Another widefield favorite is the Double Cluster (NGC-884/NGC-869). Dozens of stars centered around two cores are visible in the telescope, with a smattering of brighter stars.
One real treat tonight was getting to view NGC-1499, the California Nebula. An H-Beta filter was required to see it at all, and even then, in Jerry’s 10″, it appeared as a very large and extremely faint nebulosity surrounding a host of stars in the Milky Way.
A great globular cluster, M15, was visible tonight in Pegasus. I like to call it the Hedge Apple Cluster, because of its proximity to the winged horse’s mouth. Many stars were resolved in a tight little ball with a stellar core.
Before it sunk too low in the western sky, I pointed my 8″ at M11, the Wild Duck Cluster. To this day, I cannot see the shape of a duck or flock of ducks in this cluster, but it is nevertheless a pretty sight. It contains dozens of finely resolved bright stars with one really bright star towards one edge.
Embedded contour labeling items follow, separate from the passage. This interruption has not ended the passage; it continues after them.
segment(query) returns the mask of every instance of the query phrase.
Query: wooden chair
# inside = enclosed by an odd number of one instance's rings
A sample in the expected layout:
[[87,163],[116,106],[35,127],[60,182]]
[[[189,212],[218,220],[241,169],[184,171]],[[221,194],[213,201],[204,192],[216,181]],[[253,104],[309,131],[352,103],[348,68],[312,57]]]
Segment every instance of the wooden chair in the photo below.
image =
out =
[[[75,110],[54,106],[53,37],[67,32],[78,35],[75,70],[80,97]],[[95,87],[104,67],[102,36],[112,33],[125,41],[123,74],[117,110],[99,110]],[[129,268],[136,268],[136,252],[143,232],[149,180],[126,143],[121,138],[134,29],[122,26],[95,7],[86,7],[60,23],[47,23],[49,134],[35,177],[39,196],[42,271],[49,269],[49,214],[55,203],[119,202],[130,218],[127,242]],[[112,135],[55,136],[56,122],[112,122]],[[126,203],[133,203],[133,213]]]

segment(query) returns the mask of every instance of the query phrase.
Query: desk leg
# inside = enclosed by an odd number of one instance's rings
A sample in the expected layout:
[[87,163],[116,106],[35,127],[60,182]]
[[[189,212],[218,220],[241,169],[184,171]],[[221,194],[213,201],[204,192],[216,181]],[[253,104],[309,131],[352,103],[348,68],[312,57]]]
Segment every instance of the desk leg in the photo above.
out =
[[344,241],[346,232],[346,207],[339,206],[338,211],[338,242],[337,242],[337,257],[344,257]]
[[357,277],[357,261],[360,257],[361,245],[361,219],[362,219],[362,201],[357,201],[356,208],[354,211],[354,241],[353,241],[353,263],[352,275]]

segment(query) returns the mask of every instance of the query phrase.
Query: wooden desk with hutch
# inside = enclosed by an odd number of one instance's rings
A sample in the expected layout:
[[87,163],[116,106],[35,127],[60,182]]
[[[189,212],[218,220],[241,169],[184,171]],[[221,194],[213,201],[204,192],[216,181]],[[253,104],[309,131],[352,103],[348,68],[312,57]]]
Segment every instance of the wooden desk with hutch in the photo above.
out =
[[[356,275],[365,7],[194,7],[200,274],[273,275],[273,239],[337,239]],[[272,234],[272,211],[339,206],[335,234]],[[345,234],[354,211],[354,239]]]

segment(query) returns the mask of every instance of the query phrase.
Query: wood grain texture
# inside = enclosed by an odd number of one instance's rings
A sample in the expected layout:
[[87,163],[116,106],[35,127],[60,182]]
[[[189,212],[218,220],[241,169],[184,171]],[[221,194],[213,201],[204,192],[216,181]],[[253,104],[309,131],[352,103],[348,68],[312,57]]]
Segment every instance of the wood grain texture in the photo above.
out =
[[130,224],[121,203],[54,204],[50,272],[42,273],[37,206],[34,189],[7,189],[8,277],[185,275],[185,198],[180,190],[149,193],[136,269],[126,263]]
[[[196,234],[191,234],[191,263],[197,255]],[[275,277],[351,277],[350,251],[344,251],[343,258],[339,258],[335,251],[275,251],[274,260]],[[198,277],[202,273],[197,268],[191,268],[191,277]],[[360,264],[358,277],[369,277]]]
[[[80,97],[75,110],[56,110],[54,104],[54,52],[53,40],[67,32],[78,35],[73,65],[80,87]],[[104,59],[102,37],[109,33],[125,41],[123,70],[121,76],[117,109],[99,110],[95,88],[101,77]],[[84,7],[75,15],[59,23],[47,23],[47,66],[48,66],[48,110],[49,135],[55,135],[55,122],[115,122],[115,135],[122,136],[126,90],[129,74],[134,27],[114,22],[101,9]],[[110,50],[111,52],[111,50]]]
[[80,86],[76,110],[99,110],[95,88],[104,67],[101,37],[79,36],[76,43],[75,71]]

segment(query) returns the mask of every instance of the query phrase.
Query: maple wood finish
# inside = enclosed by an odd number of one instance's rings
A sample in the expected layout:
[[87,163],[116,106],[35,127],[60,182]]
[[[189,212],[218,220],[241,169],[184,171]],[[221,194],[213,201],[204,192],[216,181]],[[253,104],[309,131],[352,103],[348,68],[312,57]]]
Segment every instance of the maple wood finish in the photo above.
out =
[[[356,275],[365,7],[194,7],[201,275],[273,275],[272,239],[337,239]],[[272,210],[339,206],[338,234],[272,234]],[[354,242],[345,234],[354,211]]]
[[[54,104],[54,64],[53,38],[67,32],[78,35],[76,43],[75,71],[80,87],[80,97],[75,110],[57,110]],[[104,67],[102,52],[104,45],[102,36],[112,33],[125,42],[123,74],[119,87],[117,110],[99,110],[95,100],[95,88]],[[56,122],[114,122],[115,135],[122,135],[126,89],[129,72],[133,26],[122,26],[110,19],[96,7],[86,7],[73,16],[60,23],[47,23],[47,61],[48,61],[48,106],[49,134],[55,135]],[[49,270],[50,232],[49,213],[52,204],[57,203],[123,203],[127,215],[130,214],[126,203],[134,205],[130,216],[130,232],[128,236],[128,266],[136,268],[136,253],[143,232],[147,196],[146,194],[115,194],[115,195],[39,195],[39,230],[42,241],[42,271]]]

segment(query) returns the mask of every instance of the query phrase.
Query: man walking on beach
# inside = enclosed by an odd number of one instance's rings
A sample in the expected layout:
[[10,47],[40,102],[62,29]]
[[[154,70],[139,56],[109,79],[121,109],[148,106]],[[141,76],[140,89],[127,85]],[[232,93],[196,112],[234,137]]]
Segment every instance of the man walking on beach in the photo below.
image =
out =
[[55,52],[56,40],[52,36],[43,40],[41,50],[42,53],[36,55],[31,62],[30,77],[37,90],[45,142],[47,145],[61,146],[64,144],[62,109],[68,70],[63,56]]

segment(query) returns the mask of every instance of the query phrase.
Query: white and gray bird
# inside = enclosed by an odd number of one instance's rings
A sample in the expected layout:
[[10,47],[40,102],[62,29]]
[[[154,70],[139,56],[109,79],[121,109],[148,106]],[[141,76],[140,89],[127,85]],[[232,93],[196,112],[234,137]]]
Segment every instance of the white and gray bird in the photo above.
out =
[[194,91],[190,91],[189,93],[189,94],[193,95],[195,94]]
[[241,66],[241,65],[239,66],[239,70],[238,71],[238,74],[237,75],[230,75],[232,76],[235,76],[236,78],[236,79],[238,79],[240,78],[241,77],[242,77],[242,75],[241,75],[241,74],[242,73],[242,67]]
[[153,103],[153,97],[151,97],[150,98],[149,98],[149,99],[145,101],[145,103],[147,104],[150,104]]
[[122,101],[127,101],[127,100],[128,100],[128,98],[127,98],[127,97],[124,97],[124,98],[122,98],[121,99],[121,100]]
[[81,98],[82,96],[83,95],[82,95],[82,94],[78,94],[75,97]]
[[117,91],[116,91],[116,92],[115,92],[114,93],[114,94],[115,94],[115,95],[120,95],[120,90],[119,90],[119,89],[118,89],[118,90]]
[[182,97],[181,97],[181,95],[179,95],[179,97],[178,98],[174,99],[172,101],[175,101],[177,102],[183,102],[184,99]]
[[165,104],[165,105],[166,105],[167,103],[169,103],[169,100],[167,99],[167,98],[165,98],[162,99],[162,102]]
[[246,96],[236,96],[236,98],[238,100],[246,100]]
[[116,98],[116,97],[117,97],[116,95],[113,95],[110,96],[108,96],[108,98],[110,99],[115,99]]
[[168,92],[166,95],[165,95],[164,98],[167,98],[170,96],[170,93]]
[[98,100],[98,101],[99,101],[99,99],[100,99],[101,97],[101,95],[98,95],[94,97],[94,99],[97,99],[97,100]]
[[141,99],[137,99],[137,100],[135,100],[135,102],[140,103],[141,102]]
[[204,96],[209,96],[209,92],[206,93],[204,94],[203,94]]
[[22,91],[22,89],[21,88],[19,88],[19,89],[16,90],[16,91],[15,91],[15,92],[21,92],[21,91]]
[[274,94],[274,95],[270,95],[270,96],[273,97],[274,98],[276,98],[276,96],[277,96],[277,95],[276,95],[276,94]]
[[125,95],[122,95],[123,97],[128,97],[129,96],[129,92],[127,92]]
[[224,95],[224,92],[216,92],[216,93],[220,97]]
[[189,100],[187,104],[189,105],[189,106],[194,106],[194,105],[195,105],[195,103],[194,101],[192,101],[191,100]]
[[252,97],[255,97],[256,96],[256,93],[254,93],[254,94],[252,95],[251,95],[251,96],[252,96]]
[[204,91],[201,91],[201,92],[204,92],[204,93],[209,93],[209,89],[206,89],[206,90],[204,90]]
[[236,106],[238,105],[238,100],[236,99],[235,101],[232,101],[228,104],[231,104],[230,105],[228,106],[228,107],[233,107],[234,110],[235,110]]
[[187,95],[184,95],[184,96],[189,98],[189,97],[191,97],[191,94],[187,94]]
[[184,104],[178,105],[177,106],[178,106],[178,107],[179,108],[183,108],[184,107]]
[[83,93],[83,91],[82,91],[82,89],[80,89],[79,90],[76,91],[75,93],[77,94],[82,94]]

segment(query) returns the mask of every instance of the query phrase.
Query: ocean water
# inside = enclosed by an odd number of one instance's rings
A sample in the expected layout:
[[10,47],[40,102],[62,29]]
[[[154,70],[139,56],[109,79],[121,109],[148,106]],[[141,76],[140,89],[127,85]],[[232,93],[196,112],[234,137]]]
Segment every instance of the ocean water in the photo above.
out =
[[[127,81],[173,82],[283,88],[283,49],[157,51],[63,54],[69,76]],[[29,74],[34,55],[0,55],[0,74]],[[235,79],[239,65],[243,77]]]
M45, the Pleiades, is another one of those celestial objects I have to look at every time I see it in the sky. Several stars in this stunning open cluster are visible to the naked eye, but through binoculars or a telescope with a wide field of view, it is simply breathtaking. Many of the brighter stars, to me, form a pattern resembling that of the Apollo lunar lander.
The Hyades is another naked-eye star cluster in Taurus. There aren’t a lot of members, but it is interesting because it contains 3 pairs of bright stars arranged in a lovely hexagon pattern.
Although low in the sky, we also looked at M1, the . It was a large oval of medium brightness. In my 8″ dob, details weren’t apparent, but just knowing that it is the remnant of a star exploding 1000 years ago is awe-inspiring.
While English knights were storming the French coast of Normandy, Chinese astronomers were staring in wonder at this mysterious “new star” that was visible even in daylight for a few weeks. Now, all that’s left is an ever-expanding mass of cooling gases that we call the Crab Nebula. Wow!
At one point during the evening, being told she would be attending a telescope party, little Olivia declared, “this sure isn’t much of a party!” But after seeing all these treasures last night, I would have to disagree with her. Despite the increasing wind, the cooling temperatures, and the increasing dew, it was a great night at the Gott!